Пленники в пещере закованы по рукам и ногам. Тюремщики устраивают для них своего рода театр теней, играя вырезанными из дерева фигурками животных при свете костра. Для пленников не существует другой реальности: они провели так всю свою жизнь и даже не предполагают, что может быть иначе. Одного из них освобождают, выталкивают наружу, и там, при свете дня, он впервые видит настоящий мир. Решив вернуться в пещеру, он рассказывает об увиденном товарищам, и они поднимают его на смех, рассудив, что тот сошел с ума.
Эта история списана с жизни Сократа, которого суд счел сумасшедшим и приговорил к смертной казни за попытку побудить людей к высшему осознанию реальности. Платон считал его своим учителем и сделал главным героем многих своих диалогов, в том числе и «Государства» с мифом о пещере. Идеально в эту аллегорию вписывается и Нео, которого освобождают из Матрицы ради столкновения с «пустыней реальности». Как и пленники Платона, Нео скован цепями – а точнее, черными кабелями, через которые подпитывается иллюзия «Матрицы», ее собственный театр теней.
Кто именно освобождает узника в аллегории Платона, неизвестно. В «Матрице» же это Морфеус – в греческой мифологии бог пророческих сновидений. Нео поражен видом невольных пленников Матрицы – эмбрионов, в неведении спящих в капсулах, полных слизи. «Большинство этих людей не готовы к отключению от Матрицы», – поясняет Морфеус. Как и узник Платона, Нео медленно и трудно приспосабливается к жизни за пределами пещеры. В начале он не готов признать, что вся его жизнь была ложью. «Почему мне так режет глаза?» – спрашивает он. «Потому что ты их раньше никогда не использовал», – незамысловато отвечает Морфеус.

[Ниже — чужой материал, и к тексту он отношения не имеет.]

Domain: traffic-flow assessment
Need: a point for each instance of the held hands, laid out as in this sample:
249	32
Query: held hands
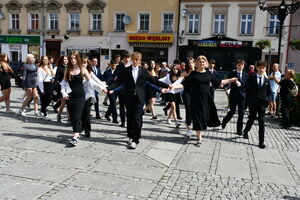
165	90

«Корень учения горек, зато плод сладок», – писал Аристотель. Само слово «образование» (англ. education. – Прим. ред.) этимологически восходит к латинским глаголам educare, educere – «вести, выводить». Узника выводят из пещеры, Нео выводят из Матрицы. Клятва Гиппократа служит врачам напоминанием о том, что они являются хранителями медицинского знания, а не единовластными собственниками. Чтобы помогать людям, они должны делиться своими знаниями. Тех, кто получает образование в сфере философии, не связывает никакая клятва, но делиться этими знаниями не менее важно. Разумеется, пленник Платона был бы рад греться в лучах солнца и наслаждаться новообретенной свободой; но он решает вернуться в пещеру, чтобы поделиться знанием с людьми. «Разве не чувствовал бы он, как Ахиллес у Гомера, что скорее бы стал „рабом бедного крестьянина“ и вынес бы любые муки, чем вернулся к своей прошлой жизни?» («Государство»). Нео, в отличие от Сайфера, тоже был готов перенести любые испытания, лишь бы не возвращаться в мир иллюзий.
Знание и реальность
Все мы в той или иной степени являемся узниками убеждения в том, что окружающая нас реальность – единственно истинная и самая важная. Платон же считал, что ощущения, которые мы испытываем посредством наших пяти органов чувств, на самом деле не более чем жалкие пародии высшего уровня реальности – мира идей. Ярчайшие закаты, геройские поступки, любимые конфеты – все эти вещи для нас реальны, но на деле они являются лишь бледными копиями истинной Красоты, истинной Справедливости, истинного Блага. Миф о пещере – не только завуалированный пересказ истории Сократа. В первую очередь, это попытка Платона подвести читателя к теории идей.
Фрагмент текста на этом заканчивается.